Habapublik.com, Banda Aceh – Dewan Perwakilan Rakyat Kota (DPRK) Banda Aceh meminta Pemerintah Kota (Pemko) Banda Aceh mengambil langkah tegas terhadap pelaku usaha atau pemilik toko yang masih melanggar Garis Sempadan Bangunan (GSB) di sejumlah lokasi dalam Kota Banda Aceh.
Keberadaan bangunan yang melanggar GSB dinilai membuat wajah kota terlihat semrawut dan kurang tertata. Karena itu, penegakan aturan dinilai perlu dilakukan agar kawasan pertokoan menjadi lebih rapi dan tertib.
Permintaan tersebut disampaikan Badan Anggaran (Banggar) DPRK Banda Aceh saat membacakan pandangan di hadapan Wali Kota Banda Aceh, Illiza Sa’aduddin Djamal, beserta jajaran kepala organisasi perangkat daerah (OPD).
Pandangan Banggar dibacakan oleh M Zidan Al Hafidh S.Ked, MM., anggota Banggar dari Fraksi PAN, dalam rapat paripurna DPRK Banda Aceh dengan agenda penyampaian pendapat, usul, dan saran Banggar terhadap Rancangan Qanun (Raqan) tentang Laporan Keterangan Pertanggungjawaban (LKPJ) Wali Kota Banda Aceh, di Gedung DPRK Banda Aceh, Kamis (23/7/2026).

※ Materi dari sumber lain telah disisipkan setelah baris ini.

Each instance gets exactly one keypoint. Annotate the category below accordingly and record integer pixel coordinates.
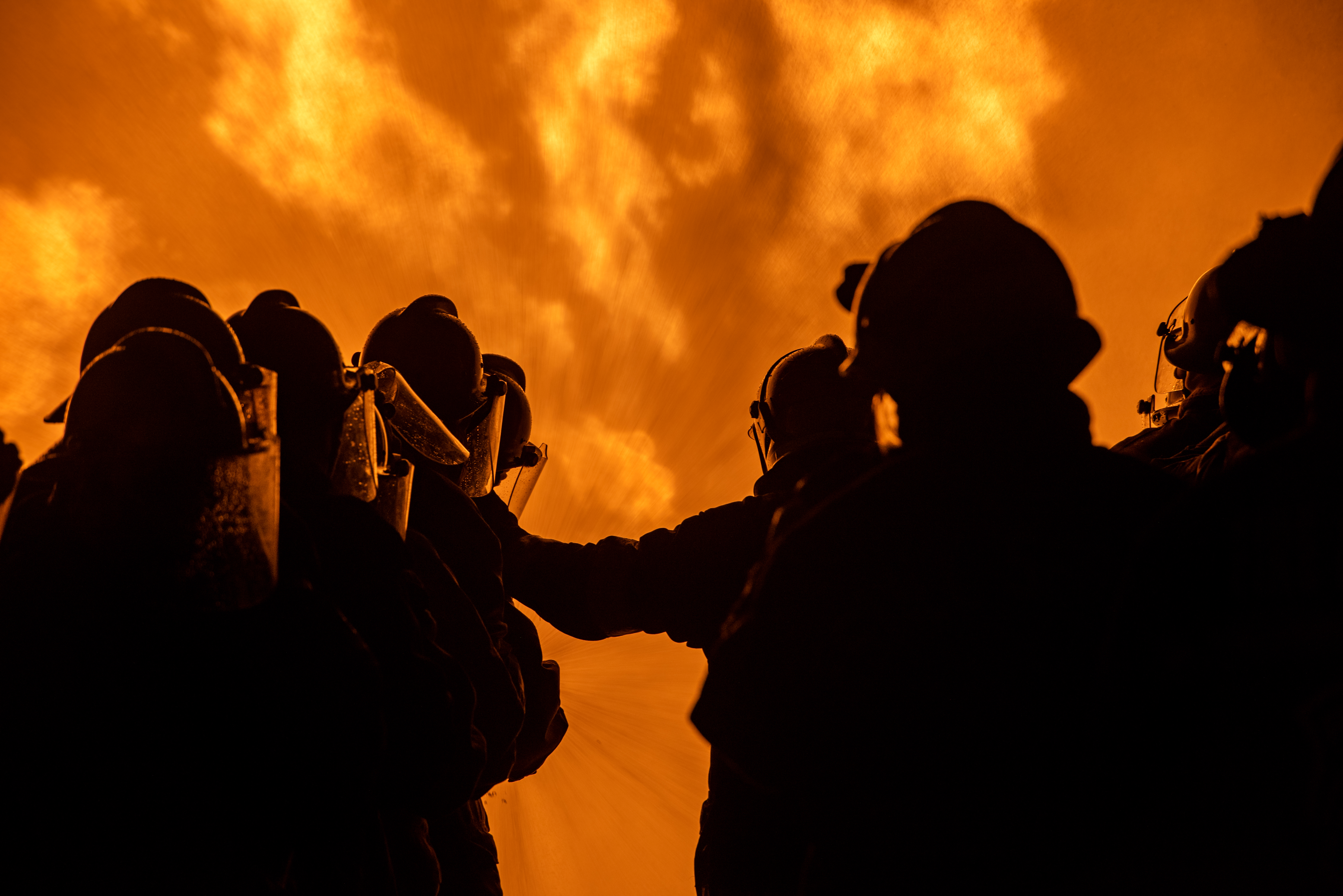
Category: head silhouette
(437, 355)
(971, 304)
(313, 394)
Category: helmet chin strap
(755, 436)
(761, 413)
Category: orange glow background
(645, 203)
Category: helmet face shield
(411, 418)
(394, 494)
(357, 460)
(520, 482)
(190, 483)
(483, 441)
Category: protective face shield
(194, 475)
(363, 441)
(1162, 406)
(483, 430)
(520, 482)
(414, 422)
(394, 494)
(1197, 330)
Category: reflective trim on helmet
(518, 486)
(413, 420)
(355, 472)
(483, 441)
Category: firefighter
(913, 668)
(808, 422)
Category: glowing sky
(644, 203)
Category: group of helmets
(164, 379)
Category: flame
(644, 202)
(592, 65)
(309, 107)
(60, 261)
(909, 108)
(616, 472)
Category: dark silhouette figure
(914, 670)
(1193, 443)
(456, 553)
(10, 467)
(186, 729)
(809, 422)
(1244, 752)
(339, 546)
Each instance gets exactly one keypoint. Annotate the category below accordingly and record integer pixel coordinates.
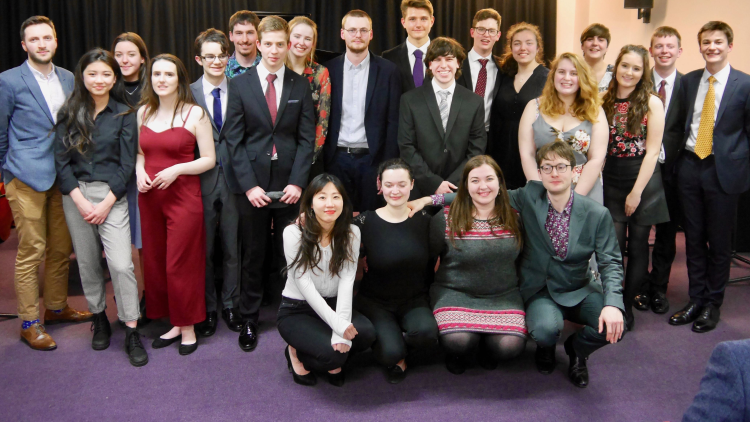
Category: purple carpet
(652, 375)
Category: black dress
(507, 108)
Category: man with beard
(30, 97)
(363, 127)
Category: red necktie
(482, 78)
(271, 101)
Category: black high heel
(308, 379)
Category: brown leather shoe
(37, 338)
(67, 315)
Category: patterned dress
(476, 285)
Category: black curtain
(170, 26)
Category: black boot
(102, 331)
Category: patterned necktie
(418, 70)
(443, 106)
(271, 101)
(705, 140)
(482, 78)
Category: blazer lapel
(33, 86)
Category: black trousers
(302, 328)
(399, 327)
(665, 243)
(709, 215)
(255, 230)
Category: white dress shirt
(278, 83)
(491, 67)
(410, 48)
(224, 94)
(719, 85)
(313, 286)
(51, 88)
(352, 133)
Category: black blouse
(110, 159)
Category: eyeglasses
(561, 168)
(353, 31)
(481, 31)
(210, 57)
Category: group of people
(526, 184)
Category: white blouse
(316, 284)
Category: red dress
(174, 235)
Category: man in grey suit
(220, 211)
(30, 96)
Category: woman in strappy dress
(174, 246)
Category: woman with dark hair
(316, 317)
(522, 78)
(174, 246)
(633, 190)
(132, 56)
(95, 148)
(399, 266)
(303, 36)
(475, 296)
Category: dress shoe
(707, 320)
(37, 338)
(308, 379)
(395, 374)
(233, 319)
(207, 328)
(136, 353)
(642, 302)
(164, 342)
(577, 370)
(248, 336)
(68, 314)
(186, 349)
(545, 359)
(102, 331)
(688, 314)
(659, 303)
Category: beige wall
(687, 16)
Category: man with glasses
(417, 18)
(211, 91)
(363, 127)
(480, 69)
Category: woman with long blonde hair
(569, 110)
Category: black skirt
(619, 177)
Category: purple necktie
(418, 71)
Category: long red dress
(174, 236)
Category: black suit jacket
(209, 178)
(399, 55)
(465, 78)
(435, 154)
(250, 135)
(381, 108)
(671, 143)
(731, 141)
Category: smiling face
(566, 78)
(327, 204)
(40, 43)
(164, 78)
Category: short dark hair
(245, 17)
(556, 148)
(666, 31)
(442, 47)
(596, 30)
(211, 35)
(37, 20)
(717, 26)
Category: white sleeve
(306, 287)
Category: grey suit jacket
(26, 137)
(209, 178)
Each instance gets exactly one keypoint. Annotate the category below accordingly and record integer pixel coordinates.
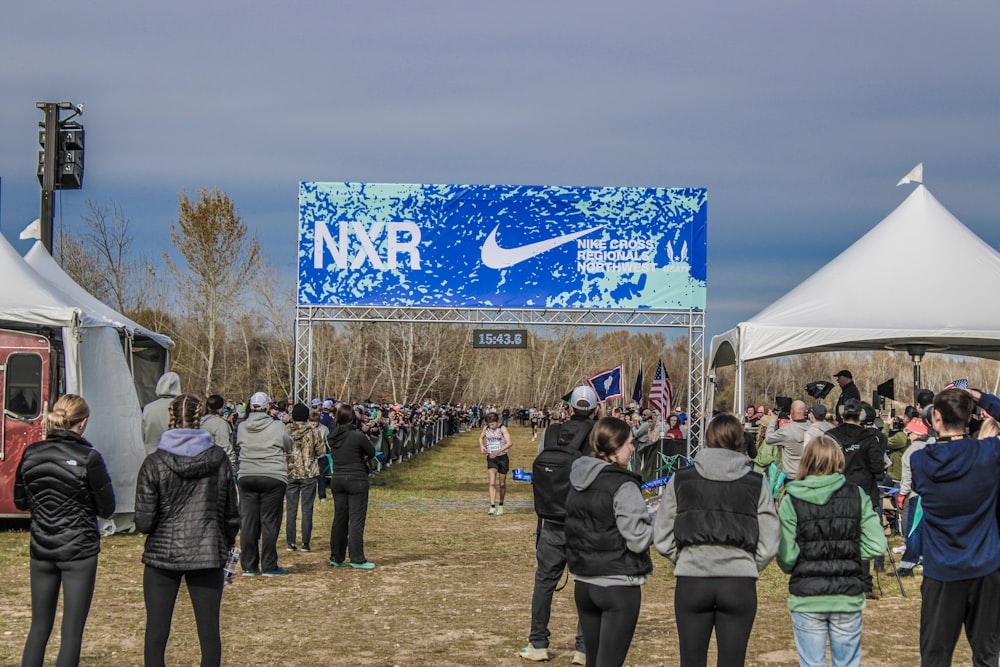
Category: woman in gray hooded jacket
(608, 533)
(717, 523)
(185, 502)
(263, 475)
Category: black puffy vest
(594, 546)
(829, 539)
(717, 512)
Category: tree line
(231, 314)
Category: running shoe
(529, 652)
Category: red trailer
(26, 363)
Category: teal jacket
(818, 490)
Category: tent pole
(738, 398)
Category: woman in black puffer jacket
(186, 502)
(350, 450)
(65, 484)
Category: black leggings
(159, 588)
(77, 580)
(728, 604)
(608, 615)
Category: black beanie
(300, 413)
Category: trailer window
(23, 389)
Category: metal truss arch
(691, 320)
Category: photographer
(956, 478)
(791, 438)
(864, 455)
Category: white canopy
(94, 340)
(951, 272)
(42, 262)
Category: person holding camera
(790, 437)
(864, 463)
(956, 478)
(848, 391)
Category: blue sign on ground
(482, 246)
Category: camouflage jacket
(307, 447)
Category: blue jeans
(844, 630)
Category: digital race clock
(500, 338)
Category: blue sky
(798, 117)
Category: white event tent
(100, 347)
(949, 271)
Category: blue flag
(607, 384)
(637, 390)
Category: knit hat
(584, 398)
(300, 413)
(260, 400)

Rapat tersebut dipimpin oleh Wakil Ketua I DPRK Banda Aceh, Daniel Abdul Wahab dan didampingi Ketua DPRK Banda Aceh, Irwansyah ST dan Wakil Ketua II, Dr Musriadi Aswad.
“Kami meminta Pemerintah Kota untuk lebih serius dan menindak tegas pelanggaran yang dilakukan oleh pemilik usaha atau toko yang menggunakan Garis Sempadan Bangunan (GSB) di beberapa lokasi dalam Kota Banda Aceh,” ujar Zidan saat membacakan pandangan Banggar.
Selain itu, Banggar juga meminta Dinas Pekerjaan Umum dan Penataan Ruang (PUPR) berkolaborasi dengan Satpol PP dan Pengawasan tersebut penting untuk memastikan badan jalan dan saluran drainase benar-benar terk WH untuk menertibkan titik-titik pemasangan baliho agar sesuai dengan ketentuan penataan ruang.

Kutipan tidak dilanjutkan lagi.